4. Materials and Methods

4.1. Plant Materials and Treatments

Plant materials and treatments referred to Lai et al. [6]. Six weeks after germination of sweet orange (Citrus sinensis (L.) Osbeck cv. Xuegan) seeds, the uniform seedlings were transplanted into 6 L flowerpots (2 plants per flowerpot) containing sand. The seedlings were grown in an unheated greenhouse at the Fujian Agriculture and Forestry University, Fuzhou, China (26°5′ N, 119°14′ E) under a natural light environment. The annual average temperature, relative humidity, and sunshine hours were ~20 °C, 76%, and 1600 h, respectively [109]. One week after transplantation, the seedlings were supplied thrice weekly with quarter-, half-, and full-strength nutrient solutions for 1, 2, and 3 weeks, respectively, until dripping (~500 mL pot−1). The full-strength nutrient solution refers to the nutrient solution used for the 15 mM N treatment. Seven weeks after transplantation, they were provided thrice weekly with nutrient solutions containing 0 (N0) or 15 (N15 or control) mM N [i.e., macronutrients (Table 2) and micronutrients: 10 μM H3BO3, 20 μM Fe-EDTA, 2 μM MnCl2, 2 μM ZnSO4, 0.5 μM CuSO4, and 0.065 μM (NH4)6Mo7O24] until dripping.
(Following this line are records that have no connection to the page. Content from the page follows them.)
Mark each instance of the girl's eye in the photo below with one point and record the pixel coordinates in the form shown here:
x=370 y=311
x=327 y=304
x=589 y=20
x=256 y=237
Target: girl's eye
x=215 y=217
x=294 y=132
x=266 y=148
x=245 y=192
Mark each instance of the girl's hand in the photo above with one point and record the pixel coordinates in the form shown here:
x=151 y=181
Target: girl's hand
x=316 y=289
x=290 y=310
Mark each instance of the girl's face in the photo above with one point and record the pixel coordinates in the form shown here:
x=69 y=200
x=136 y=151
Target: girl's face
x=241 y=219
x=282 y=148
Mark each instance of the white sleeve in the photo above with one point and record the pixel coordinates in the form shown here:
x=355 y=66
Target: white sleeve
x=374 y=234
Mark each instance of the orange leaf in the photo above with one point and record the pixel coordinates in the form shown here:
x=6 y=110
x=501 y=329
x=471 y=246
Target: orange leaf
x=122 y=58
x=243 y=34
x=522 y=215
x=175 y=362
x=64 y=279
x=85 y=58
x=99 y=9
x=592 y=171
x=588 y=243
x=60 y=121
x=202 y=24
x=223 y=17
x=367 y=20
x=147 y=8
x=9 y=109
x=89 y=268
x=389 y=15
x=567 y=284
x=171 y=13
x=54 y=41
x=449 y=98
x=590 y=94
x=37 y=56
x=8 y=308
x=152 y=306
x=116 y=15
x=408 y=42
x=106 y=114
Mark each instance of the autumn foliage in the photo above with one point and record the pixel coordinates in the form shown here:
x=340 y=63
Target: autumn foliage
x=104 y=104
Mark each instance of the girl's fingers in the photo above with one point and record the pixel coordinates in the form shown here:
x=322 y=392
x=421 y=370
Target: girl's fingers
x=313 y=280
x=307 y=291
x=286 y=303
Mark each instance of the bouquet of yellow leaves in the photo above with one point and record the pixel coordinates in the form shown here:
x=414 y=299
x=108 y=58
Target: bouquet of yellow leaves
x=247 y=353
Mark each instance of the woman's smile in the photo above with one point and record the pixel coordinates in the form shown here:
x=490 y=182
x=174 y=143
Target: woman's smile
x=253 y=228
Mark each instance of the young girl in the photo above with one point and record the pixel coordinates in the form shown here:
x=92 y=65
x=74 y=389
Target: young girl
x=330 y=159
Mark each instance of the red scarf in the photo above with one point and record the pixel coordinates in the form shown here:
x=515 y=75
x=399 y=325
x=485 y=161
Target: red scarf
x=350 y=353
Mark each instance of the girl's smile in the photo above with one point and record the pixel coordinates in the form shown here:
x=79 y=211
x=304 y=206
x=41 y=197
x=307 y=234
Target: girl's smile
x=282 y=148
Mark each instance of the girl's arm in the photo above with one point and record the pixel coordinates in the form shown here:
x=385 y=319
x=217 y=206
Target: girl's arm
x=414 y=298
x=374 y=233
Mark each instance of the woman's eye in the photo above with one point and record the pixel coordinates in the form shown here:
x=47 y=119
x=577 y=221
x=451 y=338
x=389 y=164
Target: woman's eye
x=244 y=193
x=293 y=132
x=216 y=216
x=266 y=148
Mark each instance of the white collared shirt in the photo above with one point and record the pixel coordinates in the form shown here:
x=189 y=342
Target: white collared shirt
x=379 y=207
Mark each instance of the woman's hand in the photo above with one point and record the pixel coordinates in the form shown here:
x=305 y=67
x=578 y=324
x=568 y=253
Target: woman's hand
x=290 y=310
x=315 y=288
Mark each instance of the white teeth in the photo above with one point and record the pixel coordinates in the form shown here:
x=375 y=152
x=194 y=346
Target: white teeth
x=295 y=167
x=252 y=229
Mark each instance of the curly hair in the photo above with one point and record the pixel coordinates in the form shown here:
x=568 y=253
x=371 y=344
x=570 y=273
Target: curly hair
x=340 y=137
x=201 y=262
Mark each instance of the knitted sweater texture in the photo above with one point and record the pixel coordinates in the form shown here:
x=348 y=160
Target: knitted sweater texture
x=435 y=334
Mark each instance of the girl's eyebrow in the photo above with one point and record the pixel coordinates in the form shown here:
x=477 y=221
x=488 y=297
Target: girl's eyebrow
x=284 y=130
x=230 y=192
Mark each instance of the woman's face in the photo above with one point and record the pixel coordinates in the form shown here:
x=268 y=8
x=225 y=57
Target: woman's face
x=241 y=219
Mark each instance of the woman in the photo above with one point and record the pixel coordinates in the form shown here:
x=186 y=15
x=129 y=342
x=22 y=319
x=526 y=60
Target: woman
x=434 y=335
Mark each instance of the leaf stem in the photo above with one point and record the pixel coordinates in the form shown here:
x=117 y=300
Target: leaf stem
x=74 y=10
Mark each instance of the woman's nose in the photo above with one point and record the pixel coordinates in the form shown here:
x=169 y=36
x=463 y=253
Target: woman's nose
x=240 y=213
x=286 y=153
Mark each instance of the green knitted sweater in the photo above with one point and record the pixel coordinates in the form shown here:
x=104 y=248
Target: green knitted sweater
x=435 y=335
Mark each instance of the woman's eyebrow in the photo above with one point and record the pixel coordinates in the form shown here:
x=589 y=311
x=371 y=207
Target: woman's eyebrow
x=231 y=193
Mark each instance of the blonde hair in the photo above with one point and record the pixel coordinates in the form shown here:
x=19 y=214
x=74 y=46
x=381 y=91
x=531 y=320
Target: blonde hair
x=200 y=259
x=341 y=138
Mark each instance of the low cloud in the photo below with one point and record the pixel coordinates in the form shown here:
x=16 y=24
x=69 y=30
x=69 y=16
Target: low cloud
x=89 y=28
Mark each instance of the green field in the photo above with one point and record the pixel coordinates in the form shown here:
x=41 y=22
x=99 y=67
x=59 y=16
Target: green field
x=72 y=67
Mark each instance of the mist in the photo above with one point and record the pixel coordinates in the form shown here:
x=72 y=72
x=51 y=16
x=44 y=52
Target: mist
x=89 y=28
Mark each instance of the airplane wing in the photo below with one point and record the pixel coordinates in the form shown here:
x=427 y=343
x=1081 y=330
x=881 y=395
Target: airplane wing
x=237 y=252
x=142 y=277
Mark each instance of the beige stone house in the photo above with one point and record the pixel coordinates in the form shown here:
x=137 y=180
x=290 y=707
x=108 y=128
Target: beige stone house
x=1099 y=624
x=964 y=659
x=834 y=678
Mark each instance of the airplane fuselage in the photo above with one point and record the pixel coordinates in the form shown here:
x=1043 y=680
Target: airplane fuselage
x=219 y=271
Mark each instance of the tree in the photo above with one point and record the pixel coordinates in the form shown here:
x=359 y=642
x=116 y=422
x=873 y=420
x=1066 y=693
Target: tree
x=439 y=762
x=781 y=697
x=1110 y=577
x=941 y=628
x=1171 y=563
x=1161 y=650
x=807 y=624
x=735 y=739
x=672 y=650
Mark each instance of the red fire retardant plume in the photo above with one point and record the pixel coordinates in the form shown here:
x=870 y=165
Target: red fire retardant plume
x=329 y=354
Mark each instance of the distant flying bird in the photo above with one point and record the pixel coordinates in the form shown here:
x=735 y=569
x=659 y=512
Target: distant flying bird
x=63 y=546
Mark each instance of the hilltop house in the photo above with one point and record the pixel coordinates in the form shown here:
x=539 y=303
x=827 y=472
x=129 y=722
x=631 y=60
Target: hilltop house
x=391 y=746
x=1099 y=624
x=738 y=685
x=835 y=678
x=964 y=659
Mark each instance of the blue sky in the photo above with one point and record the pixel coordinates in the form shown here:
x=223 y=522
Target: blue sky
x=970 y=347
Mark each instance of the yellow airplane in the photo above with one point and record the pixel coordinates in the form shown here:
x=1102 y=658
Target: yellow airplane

There were 10 flowerpots of seedlings per treatment arranged in a randomized design. After 10 weeks of N treatments, the recently fully expanded (~7-week-old) leaves and ~ 5 mm long white root apices were used for all determinations except for N in roots. Leaves (petioles, winged leaves, and midribs removed) and ~5 mm long white root apices were harvested at sunny noon and immediately frozen in liquid N2, then stored at −80 °C until extraction of hormones and RNA.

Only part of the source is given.